Sapphire is talking about this roll from Pierre:
quote:
I make it Dex 10 (boosted) + FC 2 (chipped) + Auto 3 + Jammer 3 (weapon bonus) + Eyekill 3 + rolled 4 for a To-hit of 25. No Dn or T penalty due to the ooda spell.
...I actually count 21, and while it's not a big difference, this was before Apeiros tweaked that everything-boosting spell - I believe that change will bring it down to like, an 18 or 19?
It is true that even without the spell at all, starting from a Dex of probably 7, he'd still have an 18 to hit, but that's the Jammer. That's... how it's written. The Jammer itself is a +6 just to start, and Eyekill and Skill Chips are common choices, so presumably everything is totally balanced for it, right? Since it's how the devs wrote it? Sorry, I agree with the comment that I don't believe Devs get everything right, especially on the first try, and it was clear that the result point thing didn't make any difference on that attack either way.
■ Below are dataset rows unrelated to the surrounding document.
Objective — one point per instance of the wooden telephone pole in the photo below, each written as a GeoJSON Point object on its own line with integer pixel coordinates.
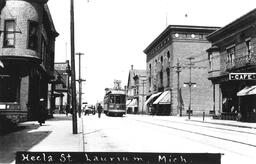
{"type": "Point", "coordinates": [73, 73]}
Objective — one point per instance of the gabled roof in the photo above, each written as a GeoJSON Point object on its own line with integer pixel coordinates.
{"type": "Point", "coordinates": [133, 73]}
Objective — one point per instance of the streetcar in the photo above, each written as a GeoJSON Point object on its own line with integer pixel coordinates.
{"type": "Point", "coordinates": [115, 103]}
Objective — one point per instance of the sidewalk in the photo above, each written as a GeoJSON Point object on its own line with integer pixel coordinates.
{"type": "Point", "coordinates": [55, 135]}
{"type": "Point", "coordinates": [210, 120]}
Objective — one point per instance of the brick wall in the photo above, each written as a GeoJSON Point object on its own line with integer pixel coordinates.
{"type": "Point", "coordinates": [21, 11]}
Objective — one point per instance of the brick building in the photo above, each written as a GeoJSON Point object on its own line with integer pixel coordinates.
{"type": "Point", "coordinates": [27, 44]}
{"type": "Point", "coordinates": [136, 91]}
{"type": "Point", "coordinates": [61, 87]}
{"type": "Point", "coordinates": [233, 51]}
{"type": "Point", "coordinates": [173, 46]}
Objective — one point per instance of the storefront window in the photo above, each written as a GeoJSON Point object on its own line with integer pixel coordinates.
{"type": "Point", "coordinates": [9, 89]}
{"type": "Point", "coordinates": [9, 33]}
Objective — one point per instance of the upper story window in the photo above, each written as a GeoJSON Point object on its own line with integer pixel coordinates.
{"type": "Point", "coordinates": [231, 55]}
{"type": "Point", "coordinates": [168, 76]}
{"type": "Point", "coordinates": [9, 33]}
{"type": "Point", "coordinates": [168, 55]}
{"type": "Point", "coordinates": [161, 78]}
{"type": "Point", "coordinates": [249, 47]}
{"type": "Point", "coordinates": [33, 35]}
{"type": "Point", "coordinates": [210, 62]}
{"type": "Point", "coordinates": [43, 50]}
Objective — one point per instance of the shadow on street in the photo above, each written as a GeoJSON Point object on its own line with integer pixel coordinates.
{"type": "Point", "coordinates": [22, 139]}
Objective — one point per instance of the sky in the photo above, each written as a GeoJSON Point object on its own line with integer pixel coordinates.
{"type": "Point", "coordinates": [112, 34]}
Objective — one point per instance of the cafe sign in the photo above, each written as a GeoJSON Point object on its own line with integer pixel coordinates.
{"type": "Point", "coordinates": [242, 76]}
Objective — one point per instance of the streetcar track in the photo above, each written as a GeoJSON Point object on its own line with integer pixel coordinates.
{"type": "Point", "coordinates": [232, 130]}
{"type": "Point", "coordinates": [198, 133]}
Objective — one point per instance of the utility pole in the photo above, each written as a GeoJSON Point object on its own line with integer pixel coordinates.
{"type": "Point", "coordinates": [68, 72]}
{"type": "Point", "coordinates": [190, 83]}
{"type": "Point", "coordinates": [80, 86]}
{"type": "Point", "coordinates": [178, 70]}
{"type": "Point", "coordinates": [73, 75]}
{"type": "Point", "coordinates": [143, 83]}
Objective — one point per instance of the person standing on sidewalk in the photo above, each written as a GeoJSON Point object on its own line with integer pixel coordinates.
{"type": "Point", "coordinates": [99, 109]}
{"type": "Point", "coordinates": [42, 113]}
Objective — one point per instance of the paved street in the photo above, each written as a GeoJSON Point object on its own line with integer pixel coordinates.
{"type": "Point", "coordinates": [135, 133]}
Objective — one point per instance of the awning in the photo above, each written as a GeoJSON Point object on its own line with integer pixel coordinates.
{"type": "Point", "coordinates": [164, 98]}
{"type": "Point", "coordinates": [133, 103]}
{"type": "Point", "coordinates": [151, 97]}
{"type": "Point", "coordinates": [128, 102]}
{"type": "Point", "coordinates": [247, 91]}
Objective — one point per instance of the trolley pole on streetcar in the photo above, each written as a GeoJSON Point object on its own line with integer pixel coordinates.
{"type": "Point", "coordinates": [80, 86]}
{"type": "Point", "coordinates": [73, 75]}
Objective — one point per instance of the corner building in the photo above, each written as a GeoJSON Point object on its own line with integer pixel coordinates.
{"type": "Point", "coordinates": [27, 42]}
{"type": "Point", "coordinates": [174, 45]}
{"type": "Point", "coordinates": [233, 51]}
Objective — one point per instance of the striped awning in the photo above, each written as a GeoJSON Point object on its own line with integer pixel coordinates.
{"type": "Point", "coordinates": [164, 98]}
{"type": "Point", "coordinates": [248, 90]}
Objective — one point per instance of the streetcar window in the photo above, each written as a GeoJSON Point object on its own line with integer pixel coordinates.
{"type": "Point", "coordinates": [112, 99]}
{"type": "Point", "coordinates": [122, 99]}
{"type": "Point", "coordinates": [118, 100]}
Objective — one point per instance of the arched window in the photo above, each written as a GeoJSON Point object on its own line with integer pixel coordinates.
{"type": "Point", "coordinates": [168, 55]}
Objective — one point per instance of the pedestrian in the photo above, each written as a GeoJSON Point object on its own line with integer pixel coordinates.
{"type": "Point", "coordinates": [42, 114]}
{"type": "Point", "coordinates": [99, 109]}
{"type": "Point", "coordinates": [67, 109]}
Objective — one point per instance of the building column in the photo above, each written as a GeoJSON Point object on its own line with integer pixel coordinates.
{"type": "Point", "coordinates": [214, 99]}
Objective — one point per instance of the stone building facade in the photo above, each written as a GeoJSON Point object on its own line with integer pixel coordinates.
{"type": "Point", "coordinates": [27, 44]}
{"type": "Point", "coordinates": [233, 51]}
{"type": "Point", "coordinates": [167, 55]}
{"type": "Point", "coordinates": [136, 91]}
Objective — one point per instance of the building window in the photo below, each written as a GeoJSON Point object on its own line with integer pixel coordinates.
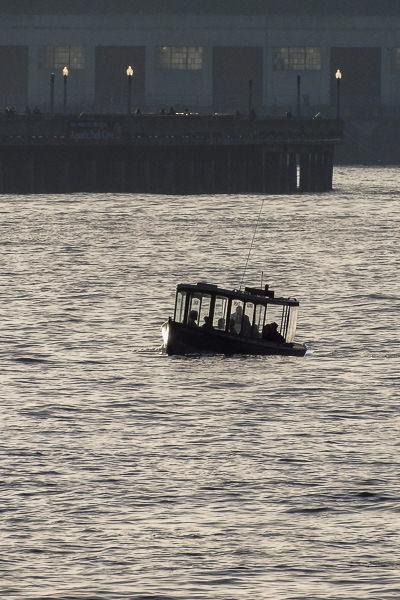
{"type": "Point", "coordinates": [181, 58]}
{"type": "Point", "coordinates": [297, 59]}
{"type": "Point", "coordinates": [57, 57]}
{"type": "Point", "coordinates": [396, 58]}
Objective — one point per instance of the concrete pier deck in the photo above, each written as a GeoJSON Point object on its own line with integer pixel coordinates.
{"type": "Point", "coordinates": [166, 154]}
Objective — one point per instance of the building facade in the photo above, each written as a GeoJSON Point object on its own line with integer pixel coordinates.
{"type": "Point", "coordinates": [202, 55]}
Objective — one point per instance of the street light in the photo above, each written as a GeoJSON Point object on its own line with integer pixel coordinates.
{"type": "Point", "coordinates": [52, 76]}
{"type": "Point", "coordinates": [298, 96]}
{"type": "Point", "coordinates": [65, 76]}
{"type": "Point", "coordinates": [129, 74]}
{"type": "Point", "coordinates": [338, 76]}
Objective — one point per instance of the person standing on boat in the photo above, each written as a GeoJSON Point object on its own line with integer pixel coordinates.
{"type": "Point", "coordinates": [192, 320]}
{"type": "Point", "coordinates": [271, 333]}
{"type": "Point", "coordinates": [237, 319]}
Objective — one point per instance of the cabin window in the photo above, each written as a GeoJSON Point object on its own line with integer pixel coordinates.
{"type": "Point", "coordinates": [194, 309]}
{"type": "Point", "coordinates": [236, 317]}
{"type": "Point", "coordinates": [292, 324]}
{"type": "Point", "coordinates": [248, 319]}
{"type": "Point", "coordinates": [204, 314]}
{"type": "Point", "coordinates": [180, 307]}
{"type": "Point", "coordinates": [220, 310]}
{"type": "Point", "coordinates": [275, 313]}
{"type": "Point", "coordinates": [258, 320]}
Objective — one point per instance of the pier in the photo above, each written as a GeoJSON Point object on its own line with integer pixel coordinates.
{"type": "Point", "coordinates": [166, 154]}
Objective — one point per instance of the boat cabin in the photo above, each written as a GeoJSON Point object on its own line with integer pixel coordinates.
{"type": "Point", "coordinates": [253, 313]}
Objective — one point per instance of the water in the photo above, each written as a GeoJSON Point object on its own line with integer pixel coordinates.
{"type": "Point", "coordinates": [129, 474]}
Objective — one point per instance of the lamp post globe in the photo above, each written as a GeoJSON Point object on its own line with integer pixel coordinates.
{"type": "Point", "coordinates": [65, 73]}
{"type": "Point", "coordinates": [129, 74]}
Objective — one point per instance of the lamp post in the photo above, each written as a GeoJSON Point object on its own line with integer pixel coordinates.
{"type": "Point", "coordinates": [338, 76]}
{"type": "Point", "coordinates": [52, 76]}
{"type": "Point", "coordinates": [65, 76]}
{"type": "Point", "coordinates": [250, 97]}
{"type": "Point", "coordinates": [298, 96]}
{"type": "Point", "coordinates": [129, 74]}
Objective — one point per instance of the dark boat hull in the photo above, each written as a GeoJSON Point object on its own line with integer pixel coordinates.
{"type": "Point", "coordinates": [182, 339]}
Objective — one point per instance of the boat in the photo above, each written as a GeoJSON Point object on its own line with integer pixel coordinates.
{"type": "Point", "coordinates": [212, 320]}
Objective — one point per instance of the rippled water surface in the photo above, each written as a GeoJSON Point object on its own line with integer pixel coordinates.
{"type": "Point", "coordinates": [129, 474]}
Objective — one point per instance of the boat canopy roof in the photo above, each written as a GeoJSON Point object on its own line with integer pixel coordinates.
{"type": "Point", "coordinates": [259, 295]}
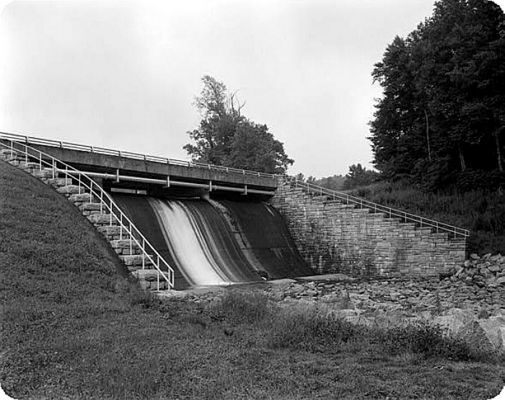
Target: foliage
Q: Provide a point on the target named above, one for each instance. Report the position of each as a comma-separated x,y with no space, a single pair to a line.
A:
442,112
225,137
480,211
308,329
359,176
241,307
425,339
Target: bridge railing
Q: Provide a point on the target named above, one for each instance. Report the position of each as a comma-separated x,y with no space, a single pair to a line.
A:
107,205
127,154
312,188
375,207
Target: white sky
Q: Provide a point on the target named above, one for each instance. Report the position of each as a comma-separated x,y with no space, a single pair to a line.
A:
124,74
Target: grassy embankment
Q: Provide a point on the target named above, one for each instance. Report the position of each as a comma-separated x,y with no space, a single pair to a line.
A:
481,211
73,326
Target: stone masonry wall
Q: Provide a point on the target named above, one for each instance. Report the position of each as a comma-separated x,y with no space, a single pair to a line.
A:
335,237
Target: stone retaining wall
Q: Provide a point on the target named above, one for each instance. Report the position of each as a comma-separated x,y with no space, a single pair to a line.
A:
335,237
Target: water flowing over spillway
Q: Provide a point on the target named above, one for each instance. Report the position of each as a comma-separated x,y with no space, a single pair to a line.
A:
216,242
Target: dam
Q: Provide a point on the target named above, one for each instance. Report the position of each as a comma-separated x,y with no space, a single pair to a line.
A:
216,242
178,224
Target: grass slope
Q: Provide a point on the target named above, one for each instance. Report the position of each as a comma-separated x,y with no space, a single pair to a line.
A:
74,327
480,211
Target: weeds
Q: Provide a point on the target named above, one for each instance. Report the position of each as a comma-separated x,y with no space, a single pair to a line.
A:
309,329
240,307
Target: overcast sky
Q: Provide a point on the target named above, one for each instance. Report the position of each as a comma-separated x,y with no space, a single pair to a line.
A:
124,74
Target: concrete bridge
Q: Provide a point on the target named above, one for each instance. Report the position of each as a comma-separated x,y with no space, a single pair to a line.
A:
127,170
333,231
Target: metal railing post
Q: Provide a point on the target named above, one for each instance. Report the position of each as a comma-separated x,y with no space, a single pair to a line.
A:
143,254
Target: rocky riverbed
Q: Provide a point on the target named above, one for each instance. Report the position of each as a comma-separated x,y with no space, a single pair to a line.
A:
469,301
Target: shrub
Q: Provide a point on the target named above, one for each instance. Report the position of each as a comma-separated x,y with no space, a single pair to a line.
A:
426,339
309,329
240,307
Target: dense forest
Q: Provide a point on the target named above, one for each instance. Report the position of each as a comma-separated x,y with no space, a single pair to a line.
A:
441,120
438,133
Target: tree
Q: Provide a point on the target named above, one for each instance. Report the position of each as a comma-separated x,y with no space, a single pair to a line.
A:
359,176
444,95
225,137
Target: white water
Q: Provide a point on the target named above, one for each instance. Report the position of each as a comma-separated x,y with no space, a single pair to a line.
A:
187,244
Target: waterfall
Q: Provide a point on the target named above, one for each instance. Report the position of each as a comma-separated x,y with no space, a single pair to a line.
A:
216,243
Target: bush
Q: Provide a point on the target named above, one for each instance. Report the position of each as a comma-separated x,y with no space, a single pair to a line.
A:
240,307
311,330
425,339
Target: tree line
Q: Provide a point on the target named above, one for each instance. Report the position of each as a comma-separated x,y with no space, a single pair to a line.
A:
440,122
441,119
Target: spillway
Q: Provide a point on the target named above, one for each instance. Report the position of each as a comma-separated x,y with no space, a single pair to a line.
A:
210,242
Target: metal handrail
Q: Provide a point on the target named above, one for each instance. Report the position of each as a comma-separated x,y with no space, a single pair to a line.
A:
362,203
438,226
127,154
105,201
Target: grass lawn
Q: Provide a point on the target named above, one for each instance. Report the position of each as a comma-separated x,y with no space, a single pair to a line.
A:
74,326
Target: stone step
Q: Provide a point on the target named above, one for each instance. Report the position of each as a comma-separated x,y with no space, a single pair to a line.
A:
90,207
44,173
102,219
70,189
29,165
59,182
125,247
80,198
135,260
113,230
148,279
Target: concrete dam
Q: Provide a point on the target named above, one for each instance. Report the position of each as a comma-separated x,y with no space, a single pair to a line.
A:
177,224
210,242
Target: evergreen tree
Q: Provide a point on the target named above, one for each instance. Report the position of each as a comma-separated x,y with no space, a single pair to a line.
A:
442,113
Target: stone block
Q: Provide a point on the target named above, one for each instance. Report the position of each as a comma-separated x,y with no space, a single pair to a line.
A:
70,189
102,219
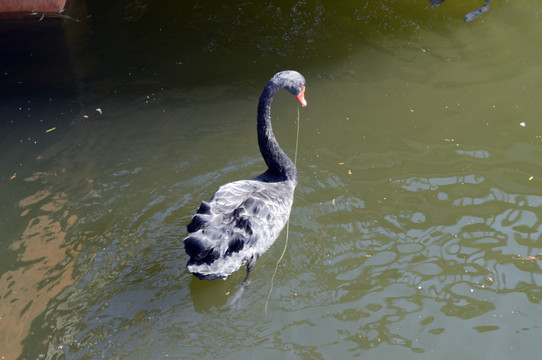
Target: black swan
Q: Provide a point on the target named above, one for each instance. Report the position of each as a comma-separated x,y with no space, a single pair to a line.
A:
243,218
473,14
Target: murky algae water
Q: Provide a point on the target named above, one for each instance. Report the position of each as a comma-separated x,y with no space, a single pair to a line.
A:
415,230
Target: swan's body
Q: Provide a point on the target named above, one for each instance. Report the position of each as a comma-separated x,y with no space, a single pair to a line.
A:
243,218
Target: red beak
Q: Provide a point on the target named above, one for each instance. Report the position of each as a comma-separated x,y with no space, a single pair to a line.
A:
301,97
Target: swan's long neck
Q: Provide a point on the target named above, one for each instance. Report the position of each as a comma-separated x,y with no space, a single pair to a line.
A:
277,161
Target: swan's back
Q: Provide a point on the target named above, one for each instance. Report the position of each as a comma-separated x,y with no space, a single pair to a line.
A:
244,218
240,223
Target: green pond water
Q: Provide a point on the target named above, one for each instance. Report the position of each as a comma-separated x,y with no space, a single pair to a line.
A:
415,231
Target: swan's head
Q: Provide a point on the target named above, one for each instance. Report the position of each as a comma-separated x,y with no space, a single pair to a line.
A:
294,82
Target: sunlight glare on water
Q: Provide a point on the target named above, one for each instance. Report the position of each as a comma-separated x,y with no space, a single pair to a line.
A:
414,231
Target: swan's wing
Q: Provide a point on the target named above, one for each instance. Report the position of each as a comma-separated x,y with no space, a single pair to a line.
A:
240,222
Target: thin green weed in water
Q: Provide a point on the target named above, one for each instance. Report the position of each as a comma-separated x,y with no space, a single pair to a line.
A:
287,224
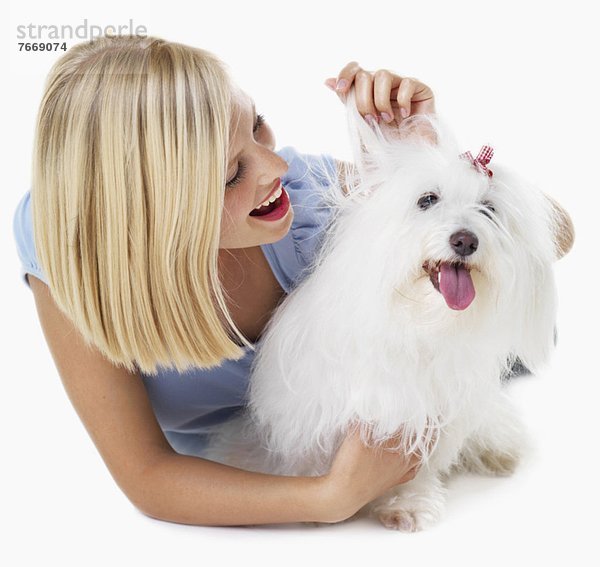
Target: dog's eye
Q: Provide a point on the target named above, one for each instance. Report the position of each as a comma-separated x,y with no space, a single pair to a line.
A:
488,208
427,200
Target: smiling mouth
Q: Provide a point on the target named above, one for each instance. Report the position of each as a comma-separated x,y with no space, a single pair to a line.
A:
453,281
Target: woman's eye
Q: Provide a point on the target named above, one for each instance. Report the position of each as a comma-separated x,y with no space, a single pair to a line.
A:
238,176
427,200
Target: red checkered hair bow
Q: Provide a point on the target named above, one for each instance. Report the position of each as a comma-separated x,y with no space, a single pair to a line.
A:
481,161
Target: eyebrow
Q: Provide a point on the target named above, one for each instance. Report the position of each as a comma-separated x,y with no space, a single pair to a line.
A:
239,153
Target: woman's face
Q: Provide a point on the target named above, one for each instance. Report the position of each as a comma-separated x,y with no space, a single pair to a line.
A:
253,171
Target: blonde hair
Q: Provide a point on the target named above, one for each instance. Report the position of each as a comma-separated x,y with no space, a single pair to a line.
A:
129,171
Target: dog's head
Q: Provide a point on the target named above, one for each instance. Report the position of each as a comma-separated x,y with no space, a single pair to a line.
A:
448,237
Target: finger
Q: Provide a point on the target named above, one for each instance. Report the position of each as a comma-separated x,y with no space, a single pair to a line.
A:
346,77
406,90
382,88
363,89
331,82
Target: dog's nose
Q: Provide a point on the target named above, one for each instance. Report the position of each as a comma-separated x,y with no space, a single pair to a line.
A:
464,242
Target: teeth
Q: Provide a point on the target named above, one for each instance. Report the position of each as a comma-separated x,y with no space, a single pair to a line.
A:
275,196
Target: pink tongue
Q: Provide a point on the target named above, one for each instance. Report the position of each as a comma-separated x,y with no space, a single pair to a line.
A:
456,286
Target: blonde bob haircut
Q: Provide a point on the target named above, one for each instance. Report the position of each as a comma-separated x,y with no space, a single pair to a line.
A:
129,173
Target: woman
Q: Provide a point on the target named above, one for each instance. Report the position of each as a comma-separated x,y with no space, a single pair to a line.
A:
154,272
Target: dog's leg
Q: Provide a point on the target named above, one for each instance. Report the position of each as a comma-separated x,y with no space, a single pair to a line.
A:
411,506
498,445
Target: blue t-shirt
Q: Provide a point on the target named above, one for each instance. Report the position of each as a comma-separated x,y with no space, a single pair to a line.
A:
187,404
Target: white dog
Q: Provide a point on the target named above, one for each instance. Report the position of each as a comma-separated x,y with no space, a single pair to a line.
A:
435,276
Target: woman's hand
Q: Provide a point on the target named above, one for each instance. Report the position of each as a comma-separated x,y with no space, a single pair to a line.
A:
382,95
360,473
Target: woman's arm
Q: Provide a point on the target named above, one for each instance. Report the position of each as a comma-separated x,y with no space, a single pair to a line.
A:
114,408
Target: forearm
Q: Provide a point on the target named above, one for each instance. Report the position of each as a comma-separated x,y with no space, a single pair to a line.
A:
190,490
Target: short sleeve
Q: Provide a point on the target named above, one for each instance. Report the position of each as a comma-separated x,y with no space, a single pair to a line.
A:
23,233
307,181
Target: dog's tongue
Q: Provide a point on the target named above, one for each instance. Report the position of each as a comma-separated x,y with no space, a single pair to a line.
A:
456,286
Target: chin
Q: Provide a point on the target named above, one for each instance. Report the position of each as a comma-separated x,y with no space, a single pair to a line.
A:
434,279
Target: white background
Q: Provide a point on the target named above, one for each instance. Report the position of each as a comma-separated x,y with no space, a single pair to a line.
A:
520,76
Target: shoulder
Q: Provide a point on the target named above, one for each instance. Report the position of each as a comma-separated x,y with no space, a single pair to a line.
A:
23,234
308,181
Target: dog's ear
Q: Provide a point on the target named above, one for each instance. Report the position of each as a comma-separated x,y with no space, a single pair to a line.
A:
372,143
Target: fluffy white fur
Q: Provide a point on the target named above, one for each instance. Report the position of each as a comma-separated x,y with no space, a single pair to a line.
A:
366,338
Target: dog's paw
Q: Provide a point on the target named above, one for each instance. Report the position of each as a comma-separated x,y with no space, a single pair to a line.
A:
490,462
406,519
501,464
401,520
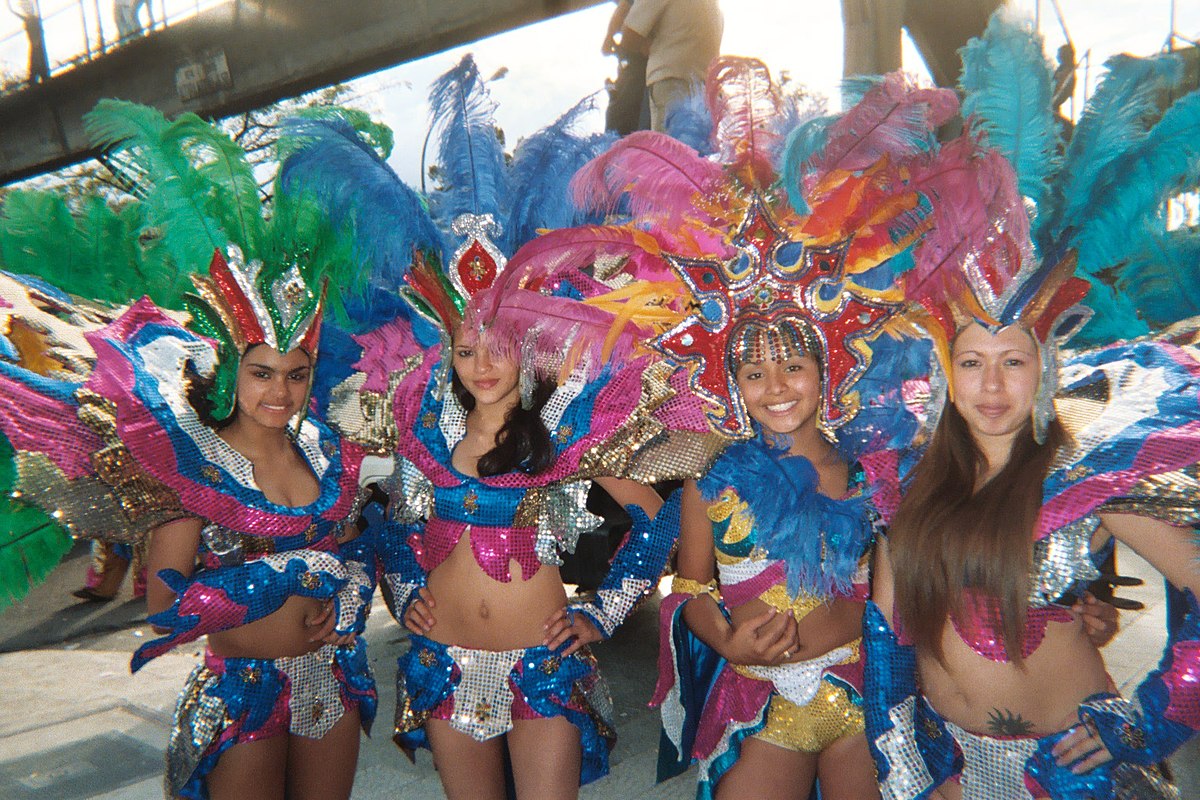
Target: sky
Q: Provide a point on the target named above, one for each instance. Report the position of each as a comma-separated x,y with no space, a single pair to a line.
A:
552,65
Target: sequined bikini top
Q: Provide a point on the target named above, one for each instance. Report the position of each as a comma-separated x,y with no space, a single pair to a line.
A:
130,453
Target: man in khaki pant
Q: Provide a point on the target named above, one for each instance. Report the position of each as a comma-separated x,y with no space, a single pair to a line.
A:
681,38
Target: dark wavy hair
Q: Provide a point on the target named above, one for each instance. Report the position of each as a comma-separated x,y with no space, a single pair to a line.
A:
523,443
197,392
947,537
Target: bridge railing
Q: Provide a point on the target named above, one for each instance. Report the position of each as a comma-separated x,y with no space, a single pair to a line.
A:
77,31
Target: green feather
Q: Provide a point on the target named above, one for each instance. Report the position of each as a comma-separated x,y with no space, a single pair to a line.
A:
31,545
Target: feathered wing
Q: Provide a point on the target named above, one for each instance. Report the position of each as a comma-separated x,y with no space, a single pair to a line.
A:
471,158
1129,192
893,120
31,543
361,196
657,175
1006,80
540,174
1119,115
744,104
198,209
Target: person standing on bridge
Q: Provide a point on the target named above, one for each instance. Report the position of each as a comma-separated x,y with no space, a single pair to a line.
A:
129,24
30,13
679,38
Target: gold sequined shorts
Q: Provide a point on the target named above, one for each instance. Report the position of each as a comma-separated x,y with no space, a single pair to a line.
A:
834,713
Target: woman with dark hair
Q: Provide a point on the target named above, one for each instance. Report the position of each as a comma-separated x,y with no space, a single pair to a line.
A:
201,439
492,617
772,575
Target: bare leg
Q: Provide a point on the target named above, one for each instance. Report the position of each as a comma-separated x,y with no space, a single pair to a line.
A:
846,771
323,769
766,770
255,769
468,769
546,758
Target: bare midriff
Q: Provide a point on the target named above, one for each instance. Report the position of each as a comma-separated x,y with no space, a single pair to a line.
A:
277,635
822,629
474,611
1037,698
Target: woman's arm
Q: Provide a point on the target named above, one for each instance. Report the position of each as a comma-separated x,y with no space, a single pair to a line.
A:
767,638
634,573
628,492
173,546
1174,552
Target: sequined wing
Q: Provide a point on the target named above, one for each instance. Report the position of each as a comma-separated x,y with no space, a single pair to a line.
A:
1133,414
42,355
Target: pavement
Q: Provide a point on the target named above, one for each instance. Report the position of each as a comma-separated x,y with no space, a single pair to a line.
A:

Pierre is going to, as you say, ROFL stomp a lot of things no matter what rules we use - he's just a well designed character that way, even before his custom stripes.
I do think it's significant that the result point rule is offered as a suggestion in the R&E rules, and they talk about the pros and cons, and nowhere do the say anything about it completely shredding the balance of the entire system.
Sapphire - your overall breakdown of why high skill
shouldn't matter more than base damage is worryingly well thought out. I have to admit I've never made a concerted effort to kill anybody and it kind of feels like you have, and if that's the case all I can offer is my sympathy for whatever put you in that position.
In a game sense, though, I do feel like skill should matter. I do see what you mean about how it devalues Strength and Toughness, but I think Pierre demonstrates that firearms in general already do a lot of that, as, in fact, they just do. Yes, the RP rule makes certain concepts less viable, but I find it makes melee and unarmed combatants more viable relative to gunslingers, while the RAW shifts
that balance uncomfortably. The example you're using, of Pierre's high starting bonus, much more clearly demonstrates this to me than the flaws you're trying to show with result points -- his equipment bonuses are overwhelming either way. Whichever way you go he's still getting a +11 to hit and a base damage of 23 and that's just a BFG being a BFG.
I've mostly stayed out of this because I'm not as deep in the weeds of these rules as you guys are, and as a business woman, of course, Koharu mostly isn't affected anyway. But like Whistler, she was kind of built with the assumption that we were using the RPR.
Matthew:
I enjoyed your write up and talk of emulating realism but I would counterpoint (in this case) that Torg mechanics were not designed to be an abstraction of realism but an abstraction of summer blockbuster movies.
Total, total aside, but since I'm here, I think that's a lot more true in Eternity than oTORG. oTORG seemed to be trying a lot more for a "realistic" model of what it would be like if reality suddenly had to interact with our fiction, and Earth in oTORG is largely just... earth, not the 'Die Hard' reality they made it in Eternity.